Outro foco de atenção é o portfólio de cervejas. Para os mexicanos, é preciso mudar a estratégia de marketing por completo. Nos últimos tempos, o planejamento errático da companhia nessa área acabou por enfraquecer as marcas. A Kaiser, por exemplo, teve seis campanhas publicitárias nos últimos cinco anos.

"É impossível dar solidez a uma marca fazendo tantas mudanças", diz o diretor de uma das maiores agências de publicidade do Brasil. O efeito colateral desse problema é que a marca perde valor. No passado, a Kaiser disputava espaço nas gôndolas com Brahma e Skol, fabricadas pela Ambev. Enquanto as concorrentes valorizaram, ela ficou para trás.

Hoje, a briga é com Antarctica e Nova Schin, que têm preços em média 15% inferiores às das líderes. Como novo fator complicador, uma concorrente novata, a agressiva cervejaria Petrópolis, incomoda cada vez mais. Com as cervejas Itaipava, Crystal e Petra, a Petrópolis já detém 6% do mercado -- marca atingida, sobretudo, graças à fragilidade da Kaiser.

Há sempre um choque de culturas nas fusões e aquisições realizadas por grandes empresas -- especialmente quando as companhias são de países diferentes. Esse processo já teve início na Kaiser. A cultura espartana dos mexicanos começa a ser adotada por aqui.
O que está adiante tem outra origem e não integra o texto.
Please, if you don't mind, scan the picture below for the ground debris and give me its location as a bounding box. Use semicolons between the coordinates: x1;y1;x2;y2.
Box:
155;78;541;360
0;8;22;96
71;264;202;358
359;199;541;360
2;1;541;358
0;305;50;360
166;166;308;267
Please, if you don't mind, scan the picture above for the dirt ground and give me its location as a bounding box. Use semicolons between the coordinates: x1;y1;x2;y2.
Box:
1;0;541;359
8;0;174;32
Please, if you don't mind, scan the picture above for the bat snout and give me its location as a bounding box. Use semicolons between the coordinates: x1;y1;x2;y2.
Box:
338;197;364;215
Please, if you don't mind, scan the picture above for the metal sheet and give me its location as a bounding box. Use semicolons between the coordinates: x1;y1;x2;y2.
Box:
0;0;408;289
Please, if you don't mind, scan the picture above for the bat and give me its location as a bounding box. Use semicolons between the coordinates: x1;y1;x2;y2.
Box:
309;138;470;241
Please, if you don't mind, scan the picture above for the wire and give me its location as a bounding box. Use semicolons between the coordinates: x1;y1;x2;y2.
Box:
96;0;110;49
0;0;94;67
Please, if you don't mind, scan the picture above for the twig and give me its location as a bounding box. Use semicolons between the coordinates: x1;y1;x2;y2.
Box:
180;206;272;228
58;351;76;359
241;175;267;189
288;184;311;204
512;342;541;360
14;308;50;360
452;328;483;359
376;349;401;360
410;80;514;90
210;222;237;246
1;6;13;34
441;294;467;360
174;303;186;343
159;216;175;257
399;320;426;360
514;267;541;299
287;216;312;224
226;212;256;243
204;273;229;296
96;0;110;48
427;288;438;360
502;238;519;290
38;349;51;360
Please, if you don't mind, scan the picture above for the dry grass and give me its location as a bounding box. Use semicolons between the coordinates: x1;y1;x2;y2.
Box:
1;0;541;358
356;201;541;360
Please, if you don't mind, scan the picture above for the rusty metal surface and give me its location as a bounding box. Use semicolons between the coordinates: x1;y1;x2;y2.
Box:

A sede da empresa, por exemplo, será transferida do Centro Empresarial de São Paulo, na zona sul paulistana, para as instalações que a operação da Coca-Cola, pertencente à Femsa, já ocupa na periferia da cidade. Os carros de gerentes e diretores, antes trocados a cada três anos, agora não têm mais prazo para renovação.

A estada em hotéis cinco estrelas foi vetada e viagens em classe executiva são permitidas só em trechos longos. "Somos austeros e valorizamos ao máximo nossos recursos", afirma Carolina Alvear, da Femsa. Pelo menos no início, a fórmula dos mexicanos lembra a da líder de mercado, Ambev, conhecida pelo obsessivo controle de gastos e por uma cultura baseada na meritocracia. O desafio da Femsa agora é implementar essa filosofia com eficiência e conseguir resultados positivos como os da concorrente.